Aalto's End-to-End DNN systems for the INTERSPEECH 2020 Computational Paralinguistics Challenge
This work addresses performance instability and under-utilization in computational paralinguistics tasks for speech analysis, but it is incremental as it builds on existing end-to-end methods with task-specific tweaks.
The paper tackled the problem of improving performance on three INTERSPEECH 2020 Computational Paralinguistics Challenge tasks by using ensembles of end-to-end neural network models and task-specific modifications, resulting in outperforming single models and achieving competitive or enhanced results compared to baselines.

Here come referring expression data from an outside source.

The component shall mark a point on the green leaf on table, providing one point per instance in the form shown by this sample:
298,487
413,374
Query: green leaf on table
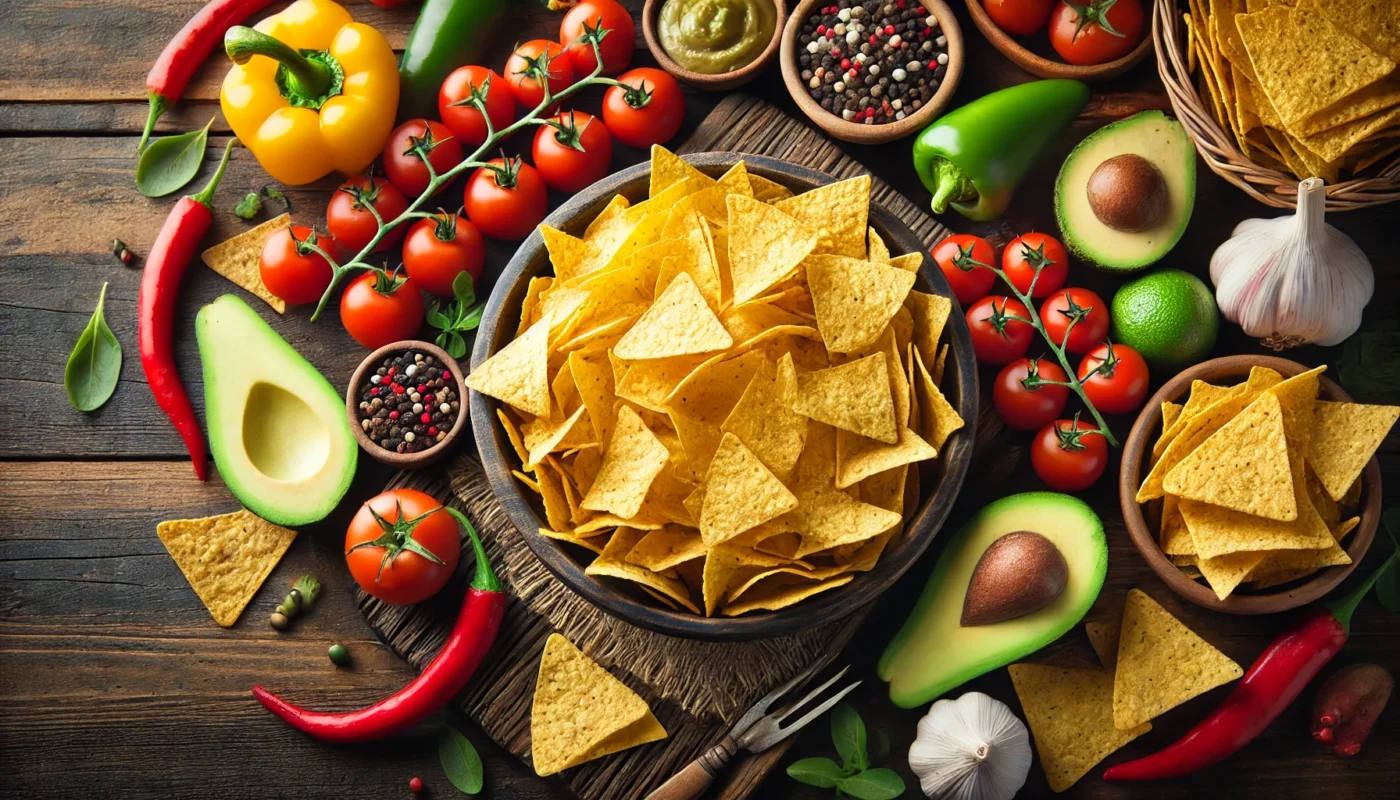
171,163
95,363
459,761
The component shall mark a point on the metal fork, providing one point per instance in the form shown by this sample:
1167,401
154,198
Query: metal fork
755,732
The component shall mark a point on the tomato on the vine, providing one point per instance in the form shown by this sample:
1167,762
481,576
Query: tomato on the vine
1095,31
1028,251
1085,310
966,264
998,329
1115,377
618,44
350,222
378,308
438,250
402,547
1070,456
413,142
647,109
571,150
291,269
532,58
1025,404
459,114
506,199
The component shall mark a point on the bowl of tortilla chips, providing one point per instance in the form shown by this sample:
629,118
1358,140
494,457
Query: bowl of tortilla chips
723,397
1249,484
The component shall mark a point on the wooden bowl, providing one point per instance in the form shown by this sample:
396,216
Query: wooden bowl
872,133
366,369
1138,447
1047,67
940,478
703,81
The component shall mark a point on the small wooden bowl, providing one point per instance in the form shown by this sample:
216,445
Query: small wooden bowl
703,81
366,369
1138,447
872,133
1050,69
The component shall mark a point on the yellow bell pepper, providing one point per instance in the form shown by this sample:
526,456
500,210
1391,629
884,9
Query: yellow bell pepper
311,91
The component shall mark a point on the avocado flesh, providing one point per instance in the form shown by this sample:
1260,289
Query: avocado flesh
276,426
1166,146
933,653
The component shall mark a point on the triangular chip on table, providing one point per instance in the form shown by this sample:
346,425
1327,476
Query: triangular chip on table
226,558
581,712
1161,663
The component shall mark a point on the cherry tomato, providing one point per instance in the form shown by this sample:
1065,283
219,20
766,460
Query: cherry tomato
438,250
506,199
965,261
1018,17
1032,250
293,271
1115,377
998,334
616,46
574,154
461,116
350,222
1098,31
420,555
647,109
1021,402
378,308
1068,454
1070,304
402,161
525,88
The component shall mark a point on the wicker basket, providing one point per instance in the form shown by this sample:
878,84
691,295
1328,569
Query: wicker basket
1221,152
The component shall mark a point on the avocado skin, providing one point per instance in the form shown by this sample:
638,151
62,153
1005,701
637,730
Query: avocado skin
920,670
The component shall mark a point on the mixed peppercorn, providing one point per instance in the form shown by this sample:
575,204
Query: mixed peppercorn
409,404
872,62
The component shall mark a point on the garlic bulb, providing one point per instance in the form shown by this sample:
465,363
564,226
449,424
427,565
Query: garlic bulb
1292,280
970,748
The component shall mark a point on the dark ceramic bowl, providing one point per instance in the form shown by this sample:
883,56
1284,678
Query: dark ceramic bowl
940,478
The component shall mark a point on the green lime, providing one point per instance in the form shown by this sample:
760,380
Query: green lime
1168,315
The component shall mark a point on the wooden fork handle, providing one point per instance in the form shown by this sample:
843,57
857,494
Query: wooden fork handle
697,775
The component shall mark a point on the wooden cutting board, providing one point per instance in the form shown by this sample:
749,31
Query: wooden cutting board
500,695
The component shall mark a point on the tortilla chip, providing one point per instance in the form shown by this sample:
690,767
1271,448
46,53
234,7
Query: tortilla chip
226,558
240,258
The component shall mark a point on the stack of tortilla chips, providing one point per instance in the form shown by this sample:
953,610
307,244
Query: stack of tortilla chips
1256,479
721,390
1306,86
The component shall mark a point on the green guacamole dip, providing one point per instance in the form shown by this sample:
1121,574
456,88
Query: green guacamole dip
716,37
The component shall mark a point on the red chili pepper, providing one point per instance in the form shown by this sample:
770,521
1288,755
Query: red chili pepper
438,683
1267,688
181,58
165,265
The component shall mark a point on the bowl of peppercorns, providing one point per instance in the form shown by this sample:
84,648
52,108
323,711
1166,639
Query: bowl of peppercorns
871,70
405,404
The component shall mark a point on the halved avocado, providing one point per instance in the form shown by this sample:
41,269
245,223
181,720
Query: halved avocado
934,653
1134,219
276,426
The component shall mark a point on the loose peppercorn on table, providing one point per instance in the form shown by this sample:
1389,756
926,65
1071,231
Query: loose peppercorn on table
114,680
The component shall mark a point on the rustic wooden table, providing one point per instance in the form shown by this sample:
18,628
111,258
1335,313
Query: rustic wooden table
114,681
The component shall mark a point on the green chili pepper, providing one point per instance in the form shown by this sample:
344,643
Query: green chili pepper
973,157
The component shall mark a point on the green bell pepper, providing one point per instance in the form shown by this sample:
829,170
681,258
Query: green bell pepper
973,157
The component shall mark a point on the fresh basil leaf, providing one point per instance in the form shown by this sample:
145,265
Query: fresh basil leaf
95,363
849,734
171,163
821,772
872,785
459,761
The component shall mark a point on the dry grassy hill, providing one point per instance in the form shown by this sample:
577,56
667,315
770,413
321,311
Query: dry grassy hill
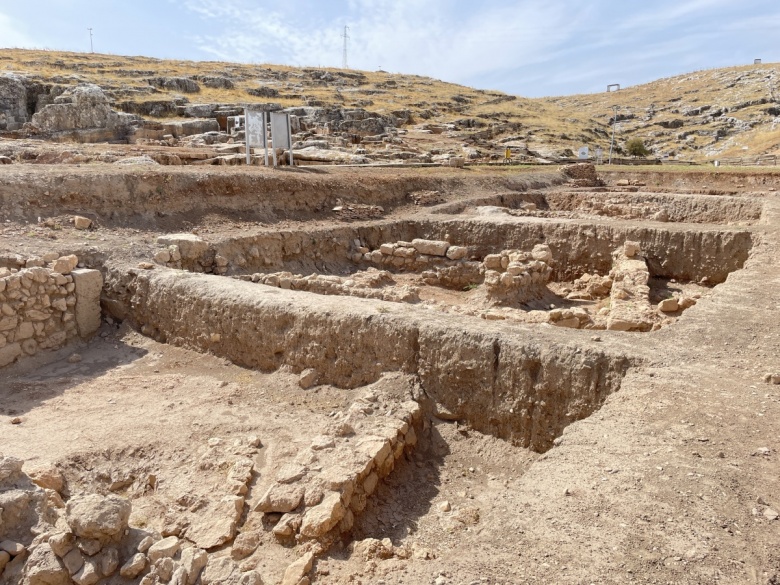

End-to-end neural network models (E2E) have shown significant performance benefits on different INTERSPEECH ComParE tasks. Prior work has applied either a single instance of an E2E model for a task or the same E2E architecture for different tasks. However, applying a single model is unstable or using the same architecture under-utilizes task-specific information. On ComParE 2020 tasks, we investigate applying an ensemble of E2E models for robust performance and developing task-specific modifications for each task. ComParE 2020 introduces three sub-challenges: the breathing sub-challenge to predict the output of a respiratory belt worn by a patient while speaking, the elderly sub-challenge to estimate the elderly speaker's arousal and valence levels and the mask sub-challenge to classify if the speaker is wearing a mask or not. On each of these tasks, an ensemble outperforms the single E2E model. On the breathing sub-challenge, we study the impact of multi-loss strategies on task performance. On the elderly sub-challenge, predicting the valence and arousal levels prompts us to investigate multi-task training and implement data sampling strategies to handle class imbalance. On the mask sub-challenge, using an E2E system without feature engineering is competitive to feature-engineered baselines and provides substantial gains when combined with feature-engineered baselines.